Algerian Ligue 2
- Season: 2024–25
- Dates: 20 September 2024 – 17 May 2025
- Promoted: ES Ben Aknoun MB Rouissat
- Relegated: IRB Ouargla MCB Oued Sly Olympique Magrane SC Mécheria SKAF Khemis Miliana US Souf
- Matches: 480

= 2024–25 Algerian Ligue 2 =

The 2024–25 Algerian Ligue 2 was the 61st season of the Algerian Ligue 2 since its establishment.

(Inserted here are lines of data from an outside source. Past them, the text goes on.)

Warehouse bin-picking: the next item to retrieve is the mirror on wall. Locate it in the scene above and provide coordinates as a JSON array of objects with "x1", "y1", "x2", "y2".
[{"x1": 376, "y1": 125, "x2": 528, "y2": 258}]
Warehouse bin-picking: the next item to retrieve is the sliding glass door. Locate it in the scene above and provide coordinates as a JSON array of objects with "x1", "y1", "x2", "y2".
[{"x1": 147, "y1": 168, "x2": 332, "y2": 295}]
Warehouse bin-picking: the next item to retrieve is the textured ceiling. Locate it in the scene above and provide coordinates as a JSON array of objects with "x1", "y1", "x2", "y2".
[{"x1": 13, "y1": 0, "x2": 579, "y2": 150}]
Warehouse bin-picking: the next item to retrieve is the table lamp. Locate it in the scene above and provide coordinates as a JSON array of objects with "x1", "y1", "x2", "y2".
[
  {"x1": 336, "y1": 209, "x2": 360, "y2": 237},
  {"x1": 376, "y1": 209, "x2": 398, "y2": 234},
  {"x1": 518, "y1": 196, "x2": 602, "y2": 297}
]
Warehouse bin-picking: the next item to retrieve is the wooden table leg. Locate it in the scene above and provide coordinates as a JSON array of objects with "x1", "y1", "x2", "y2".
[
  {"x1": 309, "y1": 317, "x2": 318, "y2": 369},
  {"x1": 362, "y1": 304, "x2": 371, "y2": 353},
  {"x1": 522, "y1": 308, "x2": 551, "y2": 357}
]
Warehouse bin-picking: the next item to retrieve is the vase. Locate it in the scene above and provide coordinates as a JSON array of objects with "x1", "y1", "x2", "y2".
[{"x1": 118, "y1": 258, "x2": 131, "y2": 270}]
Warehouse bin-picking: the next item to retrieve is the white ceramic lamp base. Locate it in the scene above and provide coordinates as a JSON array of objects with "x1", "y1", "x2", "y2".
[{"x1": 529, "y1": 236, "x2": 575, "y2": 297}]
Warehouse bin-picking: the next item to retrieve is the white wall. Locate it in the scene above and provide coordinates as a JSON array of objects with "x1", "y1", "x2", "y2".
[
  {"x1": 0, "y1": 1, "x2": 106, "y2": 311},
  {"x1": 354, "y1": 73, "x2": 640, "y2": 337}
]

The competition was organized by the Ligue Nationale du Football Amateur and consisted of two groups of 16. At the end of the last day of Ligue 2, the 3 clubs ranked last in each group are relegated to the Inter Régions. The start of the 2024–25 season of the Ligue 2 was àn Friday, September 20, as announced by Ligue Nationale du Football Amateur in a press release published on the official website.

==Teams==
US Souf and ES Ben Aknoun were relegated from Algerian Ligue Professionnelle 1. MC Saïda, JS El Biar, US Béchar Djedid, US Chaouia, MB Rouissat and JS Djijel were promoted from the Inter-Régions Division.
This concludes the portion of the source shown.